Transylvania is an adventure video game published by Penguin Software. It was released for the Apple II in 1982 followed by ports to the Atari 8-bit computers and Commodore 64. A Mac conversion was published in 1984, then versions for the Amiga, Atari ST, and MS-DOS in 1985.

==Plot==
Transylvania is a game in which the player takes on a quest to rescue Princess Sabrina, and must travel the countryside where a werewolf, a vampire, a prankster goblin, a witch, and an alien spaceship roam. The game gives the player a time limit (the player receives a note early in the game which reads, "Sabrina dies at dawn"), and the Princess is held in a coffin located in the castle tower.

==Reception==
Gregg Williams reviewed the game for Computer Gaming World, and stated that "I refer to the Atari 520 ST version of Polarware's Transylvania. The story line is fine, but the game makes almost no use of the ST's extra colors, resolution, or speed."

The first game in the Transylvania series was well received, appearing in the Billboard and Softalk best-sellers charts and in The Wall Street Journal in a list of best-selling software. The Mac version sold over 15,000 copies within two months of release in 1984, accounting for over a fifth of all Mac owners at the time.
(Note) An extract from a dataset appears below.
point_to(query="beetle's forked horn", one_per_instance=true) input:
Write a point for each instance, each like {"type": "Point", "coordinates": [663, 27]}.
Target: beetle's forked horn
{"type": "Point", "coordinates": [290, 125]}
It received a Certificate of Merit in the category of "1984 Best Computer Game Audio-Visual Effects" at the 5th annual Arkie Awards. It is considered one of the best entries in the adventure game genre. ANALOG Computing disliked the Atari ST versions of the first and second games, stating that "There just wasn't much of a story line" and that the ideal player age was a young teenager, not an adult. Despite this, however, because of their low price and "excellent" production values, graphics, and parser, the magazine recommended the games for those seeking graphic adventures for the ST.

==Legacy==
An iPhone version of Transylvania was released on October 30, 2009 under the name Transylvania Adventure with retro-styled graphics.